To study the relationship between C-kit and the degree of tumour differentiation, the specimens were divided into two groups. Group I included the moderate and well-differentiated tumours while group II was composed of poorly differentiated tumours. In group I, 55.6% (20/36) of the specimens displayed positivity for C-kit, whereas 35% (7/20) of specimens in group II showed positive expression. There was no statistically significant difference between the two groups as regards C-kit expression (P = 0.98) (Table 2).
Immunohistochemical expression of VEGF in retinoblastoma
Positive VEGF immunoreactivity was detected in 76.8% (43/56) of retinoblastoma cases. VEGF immunostaining was noted in the cytoplasm of the neoplastic cells (Figure 3).
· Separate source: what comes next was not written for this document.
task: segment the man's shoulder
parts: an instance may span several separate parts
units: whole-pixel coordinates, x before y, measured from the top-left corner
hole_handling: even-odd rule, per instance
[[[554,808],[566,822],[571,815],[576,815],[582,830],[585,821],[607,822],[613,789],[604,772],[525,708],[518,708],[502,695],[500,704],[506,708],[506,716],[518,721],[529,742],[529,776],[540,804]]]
It was also expressed within vasculature of adjacent uninvolved retina.
Figure 3.
VEGF expression in retinoblastoma: (A) Strong cytoplasmic positivity, (B) The same field with higher magnification power, (C) Moderate positivity, (D) Weak positivity [Immunohistochemistry, original magnification, (A) × 200; (B-D) × 400].
VEGF expression was more frequent in tumours with optic nerve invasion than in those without optic nerve invasion. This finding was statistically highly significant (P = 0.01) (Table 2).
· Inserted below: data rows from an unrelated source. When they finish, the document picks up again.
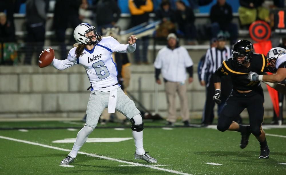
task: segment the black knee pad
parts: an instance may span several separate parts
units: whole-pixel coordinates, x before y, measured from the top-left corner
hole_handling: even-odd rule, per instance
[[[261,134],[261,131],[260,130],[260,127],[251,128],[251,126],[250,130],[252,134],[254,135],[255,137],[258,137]]]
[[[224,132],[229,128],[229,126],[227,127],[226,127],[222,125],[218,124],[217,126],[217,128],[218,130],[220,131]]]
[[[140,124],[135,124],[135,122],[134,119],[132,118],[130,119],[130,122],[132,125],[131,126],[131,129],[132,131],[136,131],[137,132],[140,132],[143,130],[144,128],[143,126],[144,125],[144,122],[142,121],[142,123]]]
The majority of tumors with choroidal invasion (77.1%) were also positive for VEGF. However, there was no statistically significant difference between cases with negative and positive choroidal invasion (P = 0.43) (Table 2) or cases with massive and minimal choroidal invasion (P = 0.38) (Table 3).
No statistically significant difference was found between various patterns of tumour growth (P = 0.51) or different degrees of tumour differentiation (P = 0.26) (Table 2) regarding VEGF expression.
Immunohistochemical expression of both C-kit and VEGF in retinoblastoma
Comparing the expression levels of C-kit and VEGF in each case, out of 27 retinoblastoma cases with positive C-kit expression, 25 cases (92.6%) also showed VEGF expression. A highly significant difference was found between positive and negative cases (P = 0.01) (Table 4).
Table 4.
C-kit and VEGF immunohistochemical expression in retinoblastoma cases (n = 56)
| VEGF expression | C-kit expression | |||
|---|---|---|---|---|
|
| ||||
| Negative n (%) | Positive n (%) | P-value | ||
| 29 (51.8%) | 27 (48.2%) | |||
| Negative | 13 (23.2%) | 11 (38.0%) | 2 (7.4%) | 0.01 (HS) |
| Positive | 43 (76.8%) | 18 (62.0%) | 25 (92.6%) | |
n: number of cases, HS: highly significant.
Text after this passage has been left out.